Archive for the ‘South London’ Category

Vauxhall, Julie Driscoll, The Angry Brigade and Mr Archer

Saturday, February 16th, 2008

Julie Driscoll in 1968

Years ago my neighbour Fred once said to me ‘Julie Driscoll used to live just down the road you know’, his eyes sort of glazed over and he wistfully sighed ‘Ah, Jools…’. I’d heard of her but I wasn’t entirely sure where or why, but went and bought a couple of her CDs all the same. Fred had done me a favour because Julie Driscoll made some really good music – her most famous track being a cover of Bob Dylan’s Wheels On Fire when she was part of The Brian Augur Trinity which was subsequently used as the theme music for Absolutely Fabulous.

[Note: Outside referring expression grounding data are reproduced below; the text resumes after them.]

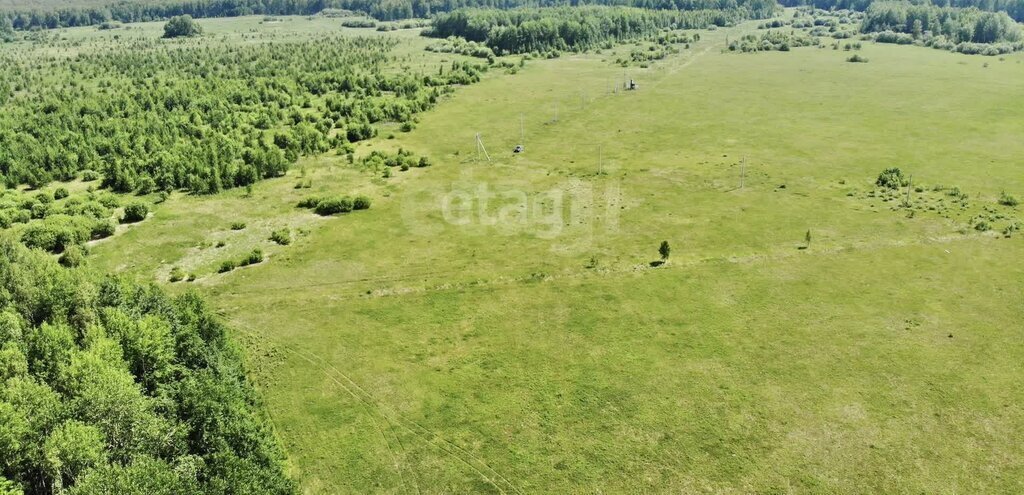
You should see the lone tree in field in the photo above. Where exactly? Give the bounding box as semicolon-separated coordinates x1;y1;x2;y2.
659;241;671;261
163;15;202;38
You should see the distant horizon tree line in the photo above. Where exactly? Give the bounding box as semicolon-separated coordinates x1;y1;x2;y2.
5;0;988;31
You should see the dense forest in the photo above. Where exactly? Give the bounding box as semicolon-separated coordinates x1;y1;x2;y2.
0;35;486;192
778;0;1024;22
0;237;294;494
0;0;780;29
427;6;762;54
860;1;1022;43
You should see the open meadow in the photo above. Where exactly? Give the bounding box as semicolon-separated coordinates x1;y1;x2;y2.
1;6;1023;493
68;15;1024;493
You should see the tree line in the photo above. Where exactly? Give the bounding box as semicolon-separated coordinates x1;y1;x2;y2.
0;237;294;494
778;0;1024;22
0;34;486;193
0;0;780;30
861;1;1021;44
426;6;768;54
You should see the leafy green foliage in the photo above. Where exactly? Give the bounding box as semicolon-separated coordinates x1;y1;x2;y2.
313;197;353;216
875;167;908;190
169;266;186;282
162;14;201;38
728;29;818;52
778;0;1024;22
0;239;294;494
862;2;1023;54
0;0;782;30
269;229;291;246
239;248;264;266
0;35;485;193
120;202;149;224
58;245;86;268
428;6;769;55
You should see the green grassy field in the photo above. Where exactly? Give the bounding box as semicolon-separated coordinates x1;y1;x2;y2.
79;16;1024;493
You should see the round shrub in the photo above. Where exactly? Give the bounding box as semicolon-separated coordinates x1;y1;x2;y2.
121;201;149;223
314;197;353;216
353;196;371;210
91;219;116;240
53;187;70;200
163;15;202;38
58;245;86;267
875;168;907;190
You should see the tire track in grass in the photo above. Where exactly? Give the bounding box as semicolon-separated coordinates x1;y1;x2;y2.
230;319;522;495
237;320;418;495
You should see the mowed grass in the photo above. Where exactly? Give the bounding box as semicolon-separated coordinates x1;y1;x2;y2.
87;18;1024;493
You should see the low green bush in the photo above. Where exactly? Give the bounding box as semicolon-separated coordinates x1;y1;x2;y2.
218;260;237;273
169;266;186;282
121;201;149;223
314;197;353;216
58;245;86;267
875;168;907;190
270;228;291;245
240;248;264;266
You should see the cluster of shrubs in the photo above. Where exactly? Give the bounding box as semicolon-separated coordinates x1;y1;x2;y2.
376;19;430;31
218;248;265;273
951;40;1024;55
298;195;372;215
359;149;431;173
654;31;698;45
728;30;818;52
426;37;496;59
619;44;679;66
341;18;377;28
19;215;115;253
0;188;142;254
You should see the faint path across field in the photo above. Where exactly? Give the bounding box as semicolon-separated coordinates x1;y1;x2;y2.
221;230;990;301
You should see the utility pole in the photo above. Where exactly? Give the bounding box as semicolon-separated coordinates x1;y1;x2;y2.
598;145;604;175
475;133;490;162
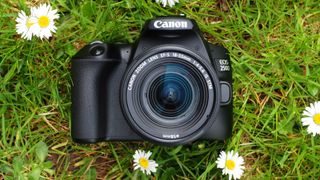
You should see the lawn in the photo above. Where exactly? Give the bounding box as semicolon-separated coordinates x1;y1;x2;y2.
1;0;320;179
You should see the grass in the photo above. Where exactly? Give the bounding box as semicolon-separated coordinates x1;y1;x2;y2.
0;0;319;179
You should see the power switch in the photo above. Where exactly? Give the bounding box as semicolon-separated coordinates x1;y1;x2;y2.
220;82;231;105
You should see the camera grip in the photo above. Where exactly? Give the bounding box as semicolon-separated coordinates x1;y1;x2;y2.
71;60;108;143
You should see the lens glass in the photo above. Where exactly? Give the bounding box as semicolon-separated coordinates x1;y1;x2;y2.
149;70;193;118
142;62;202;126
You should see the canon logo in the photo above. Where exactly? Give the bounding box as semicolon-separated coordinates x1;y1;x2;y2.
154;20;188;29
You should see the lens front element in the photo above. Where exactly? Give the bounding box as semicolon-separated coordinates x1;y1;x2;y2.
150;71;193;118
142;63;202;127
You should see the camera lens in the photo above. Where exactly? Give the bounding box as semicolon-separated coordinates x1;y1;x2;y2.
151;74;192;117
122;50;219;145
147;66;194;119
140;63;202;127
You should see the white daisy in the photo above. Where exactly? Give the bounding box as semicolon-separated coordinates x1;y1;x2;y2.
216;150;245;180
15;10;35;40
301;101;320;136
30;3;59;40
133;150;158;175
156;0;180;7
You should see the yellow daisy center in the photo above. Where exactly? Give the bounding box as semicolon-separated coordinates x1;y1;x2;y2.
26;18;34;28
226;160;236;170
38;16;50;28
139;157;149;169
313;114;320;125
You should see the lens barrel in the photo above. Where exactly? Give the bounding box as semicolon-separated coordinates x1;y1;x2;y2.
121;47;220;145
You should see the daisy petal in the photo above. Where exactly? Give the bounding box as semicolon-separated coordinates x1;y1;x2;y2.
156;0;179;7
301;101;320;136
132;150;158;175
216;150;245;180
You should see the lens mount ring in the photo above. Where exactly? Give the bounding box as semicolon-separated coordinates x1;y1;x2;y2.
121;46;221;145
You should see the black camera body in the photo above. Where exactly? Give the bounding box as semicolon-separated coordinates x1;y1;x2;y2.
71;17;232;146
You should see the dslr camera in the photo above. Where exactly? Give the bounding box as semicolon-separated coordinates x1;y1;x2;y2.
71;17;232;146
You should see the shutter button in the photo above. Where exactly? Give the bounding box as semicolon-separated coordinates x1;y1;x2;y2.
90;45;105;56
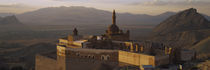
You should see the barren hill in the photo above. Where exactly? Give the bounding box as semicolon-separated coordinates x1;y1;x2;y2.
153;8;210;35
192;37;210;54
152;8;210;48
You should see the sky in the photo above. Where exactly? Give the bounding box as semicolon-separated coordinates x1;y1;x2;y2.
0;0;210;15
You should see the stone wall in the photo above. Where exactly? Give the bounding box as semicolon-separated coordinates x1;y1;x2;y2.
65;48;118;62
36;48;169;70
118;51;155;67
57;55;66;70
57;48;119;70
57;45;66;56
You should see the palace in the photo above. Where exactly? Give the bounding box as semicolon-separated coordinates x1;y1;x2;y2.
35;10;196;70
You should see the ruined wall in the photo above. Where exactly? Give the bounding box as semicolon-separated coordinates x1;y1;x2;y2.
118;51;155;67
35;55;57;70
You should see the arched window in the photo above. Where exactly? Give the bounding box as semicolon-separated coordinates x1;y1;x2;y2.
101;55;111;60
84;56;87;58
88;55;92;58
101;55;105;60
106;55;110;60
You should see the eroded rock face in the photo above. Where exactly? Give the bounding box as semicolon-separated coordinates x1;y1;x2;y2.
152;8;210;48
0;15;22;25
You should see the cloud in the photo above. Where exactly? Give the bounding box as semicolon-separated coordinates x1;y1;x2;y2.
0;3;32;8
49;0;91;2
0;4;20;8
0;3;38;13
47;0;136;4
125;0;210;16
143;0;167;6
129;0;210;6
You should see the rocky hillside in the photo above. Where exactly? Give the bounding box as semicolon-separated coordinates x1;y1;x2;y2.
191;37;210;59
153;8;210;35
192;37;210;54
152;8;210;48
0;42;56;70
0;15;22;25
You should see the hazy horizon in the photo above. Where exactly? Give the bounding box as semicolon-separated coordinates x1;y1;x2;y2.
0;0;210;16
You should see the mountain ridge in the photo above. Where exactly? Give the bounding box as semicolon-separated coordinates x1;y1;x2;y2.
0;6;202;26
14;6;182;25
152;8;210;48
153;8;210;35
1;6;210;26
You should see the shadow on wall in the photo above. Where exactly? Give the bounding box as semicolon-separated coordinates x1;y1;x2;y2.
0;66;26;70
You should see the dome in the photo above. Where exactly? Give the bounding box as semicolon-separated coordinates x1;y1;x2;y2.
108;24;120;34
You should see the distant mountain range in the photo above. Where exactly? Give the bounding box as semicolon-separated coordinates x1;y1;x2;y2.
0;13;14;17
152;8;210;48
14;6;210;26
0;15;22;25
0;6;209;26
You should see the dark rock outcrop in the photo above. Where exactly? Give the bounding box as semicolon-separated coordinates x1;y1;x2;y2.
0;15;22;25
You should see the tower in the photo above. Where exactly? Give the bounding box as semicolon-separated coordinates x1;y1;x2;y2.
73;28;78;36
104;10;130;41
112;10;116;25
107;10;120;35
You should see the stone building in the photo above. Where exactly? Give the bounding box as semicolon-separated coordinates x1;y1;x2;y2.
36;30;171;70
35;10;193;70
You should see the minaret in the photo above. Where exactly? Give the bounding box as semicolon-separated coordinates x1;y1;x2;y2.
73;28;78;36
112;10;116;25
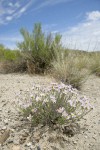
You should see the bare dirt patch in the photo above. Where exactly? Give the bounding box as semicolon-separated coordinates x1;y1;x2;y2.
0;74;100;150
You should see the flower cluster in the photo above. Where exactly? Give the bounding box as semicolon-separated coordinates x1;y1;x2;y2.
16;82;93;126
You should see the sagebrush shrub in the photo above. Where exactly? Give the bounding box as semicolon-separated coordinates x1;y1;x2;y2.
16;83;93;127
17;23;62;73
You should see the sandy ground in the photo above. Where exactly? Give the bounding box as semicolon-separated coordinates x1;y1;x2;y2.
0;74;100;150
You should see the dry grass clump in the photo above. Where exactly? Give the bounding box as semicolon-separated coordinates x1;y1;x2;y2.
88;52;100;76
52;50;90;89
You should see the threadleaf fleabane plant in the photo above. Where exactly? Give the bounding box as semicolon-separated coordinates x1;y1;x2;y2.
16;83;93;127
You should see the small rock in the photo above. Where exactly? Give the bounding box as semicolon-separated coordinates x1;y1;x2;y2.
10;129;15;133
19;137;26;144
8;138;13;143
26;142;32;147
34;137;40;142
73;141;77;144
51;146;59;150
2;126;7;130
22;132;29;137
19;117;24;121
98;120;100;124
12;145;21;150
37;146;41;150
92;136;96;140
8;110;11;113
4;119;8;125
85;136;88;139
0;130;10;145
13;139;19;145
33;131;41;141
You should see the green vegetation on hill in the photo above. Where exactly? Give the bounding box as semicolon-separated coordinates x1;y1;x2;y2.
0;44;26;73
0;44;21;61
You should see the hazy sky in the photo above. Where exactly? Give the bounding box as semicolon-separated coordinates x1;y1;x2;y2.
0;0;100;51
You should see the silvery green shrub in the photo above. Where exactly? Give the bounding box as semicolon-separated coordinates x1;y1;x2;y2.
16;83;93;126
17;23;62;72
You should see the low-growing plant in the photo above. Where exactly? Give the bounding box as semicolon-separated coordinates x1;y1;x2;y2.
16;83;93;127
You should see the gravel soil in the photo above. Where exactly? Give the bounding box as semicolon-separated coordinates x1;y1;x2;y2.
0;74;100;150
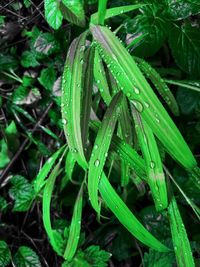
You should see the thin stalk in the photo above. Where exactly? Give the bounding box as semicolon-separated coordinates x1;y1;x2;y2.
164;79;200;92
98;0;108;25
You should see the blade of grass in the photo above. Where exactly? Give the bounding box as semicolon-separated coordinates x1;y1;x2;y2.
91;4;144;25
63;183;84;261
33;145;66;194
99;173;170;252
90;120;146;180
131;107;168;211
61;31;88;169
88;92;123;212
42;148;67;256
97;0;108;25
168;196;195;267
164;79;200;92
134;57;179;116
81;46;95;151
90;25;199;186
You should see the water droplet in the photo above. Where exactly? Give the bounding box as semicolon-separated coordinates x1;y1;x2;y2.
94;159;100;167
155;118;160;123
127;92;131;98
134;87;140;94
62;119;67;125
144;102;150;108
132;100;143;112
150;161;155;169
94;144;98;150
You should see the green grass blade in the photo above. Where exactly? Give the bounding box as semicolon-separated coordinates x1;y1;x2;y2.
61;151;76;190
81;46;95;150
88;92;123;212
61;32;88;169
97;0;108;25
90;120;146;180
168;196;195;267
91;4;144;25
90;26;198;178
33;146;66;194
42;149;67;256
134;57;179;116
94;49;112;105
63;183;83;261
132;108;168;211
164;79;200;92
99;173;170;252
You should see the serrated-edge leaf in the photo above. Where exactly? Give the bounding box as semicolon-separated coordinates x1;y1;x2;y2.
88;92;123;212
168;196;195;267
99;173;170;252
44;0;63;30
61;32;88;169
63;183;83;261
0;240;11;267
13;246;41;267
61;0;85;27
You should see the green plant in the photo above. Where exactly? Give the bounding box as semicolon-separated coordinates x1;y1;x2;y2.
0;0;200;266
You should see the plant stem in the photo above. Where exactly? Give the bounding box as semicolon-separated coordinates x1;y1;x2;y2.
98;0;108;25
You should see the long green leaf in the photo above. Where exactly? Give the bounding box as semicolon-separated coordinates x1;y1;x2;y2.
168;196;195;267
132;108;168;211
90;120;146;180
42;149;67;256
61;32;88;169
33;146;66;194
99;173;170;252
90;26;199;183
88;92;123;212
134;57;179;116
91;4;144;25
63;183;83;261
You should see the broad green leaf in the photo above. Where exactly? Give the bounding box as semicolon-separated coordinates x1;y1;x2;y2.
12;86;41;105
99;173;170;252
61;32;88;169
91;4;144;25
23;0;31;8
9;175;34;212
44;0;63;30
61;0;85;27
165;0;200;20
88;92;123;212
81;46;95;150
38;67;56;91
125;5;169;57
135;57;179;116
0;139;10;169
131;109;168;211
90;26;198;181
83;245;111;267
168;196;195;267
144;246;175;267
42;149;66;256
176;88;200;115
13;246;41;267
0;54;18;71
64;184;83;260
21;51;39;68
0;240;11;267
33;146;65;194
90;120;146;180
169;22;200;77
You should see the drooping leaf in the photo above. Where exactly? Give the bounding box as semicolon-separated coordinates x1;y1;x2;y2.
61;31;88;169
169;22;200;77
88;92;123;212
63;183;83;261
44;0;63;30
99;173;170;252
0;240;11;267
13;246;41;267
91;25;198;184
168;196;195;267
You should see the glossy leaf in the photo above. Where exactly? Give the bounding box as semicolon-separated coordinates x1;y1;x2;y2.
61;0;85;27
0;241;11;267
44;0;63;30
13;246;41;267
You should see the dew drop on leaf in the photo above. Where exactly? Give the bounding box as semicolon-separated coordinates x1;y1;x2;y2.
94;159;100;167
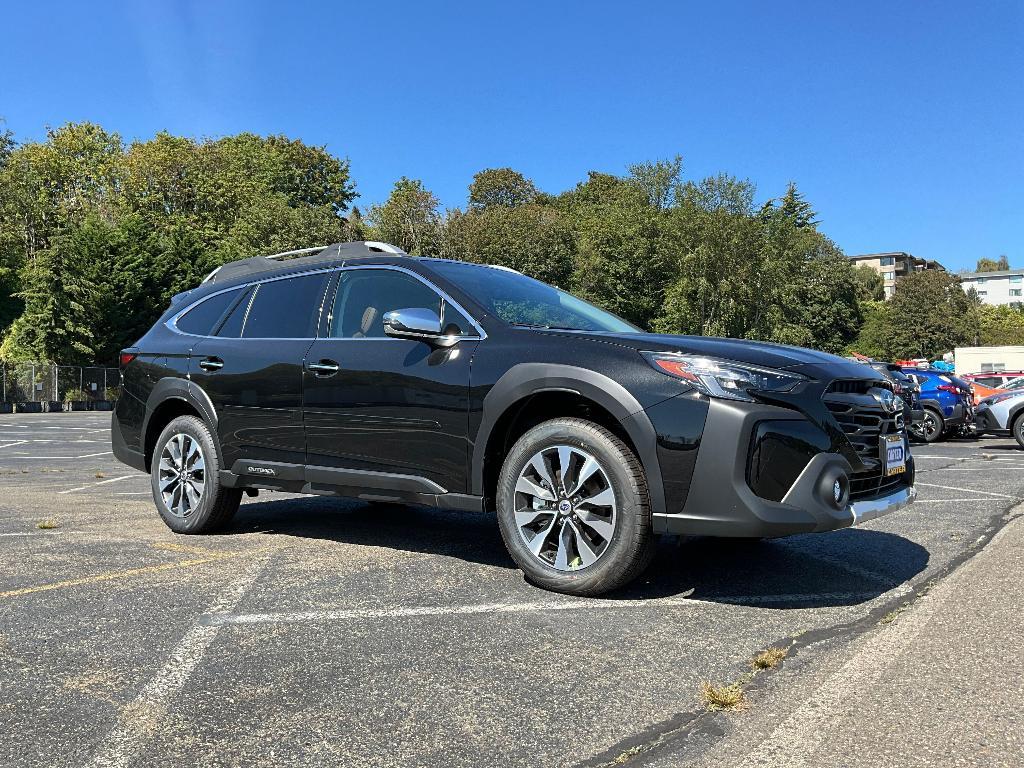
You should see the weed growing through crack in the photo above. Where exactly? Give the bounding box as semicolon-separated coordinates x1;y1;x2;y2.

She was one of the faces of the sixties with short cropped hair, bewitching eyes and was described as ‘the coolest of the cool’ and ‘The Face’ by the contemporary music press.

In 1969 she recorded her first solo album called 1969 (it was actually released a couple of years later) and included on the collection was a weird, but in my opinion a rather fantastic track called Vauxhall to Lambeth Bridge – which would be a short walk of about half a mile between two adjacent bridges that span the river Thames.

It’s actually a journey, being rather local, that I’ve made in one form or other hundreds of times. The south bank of the Thames here is known as the Albert Embankment and was built on reclaimed land from the river by Joseph Bazalgette, the man famous in London for being responsible for building London’s sewer system in the mid-19th century, most of which still exists to the present day.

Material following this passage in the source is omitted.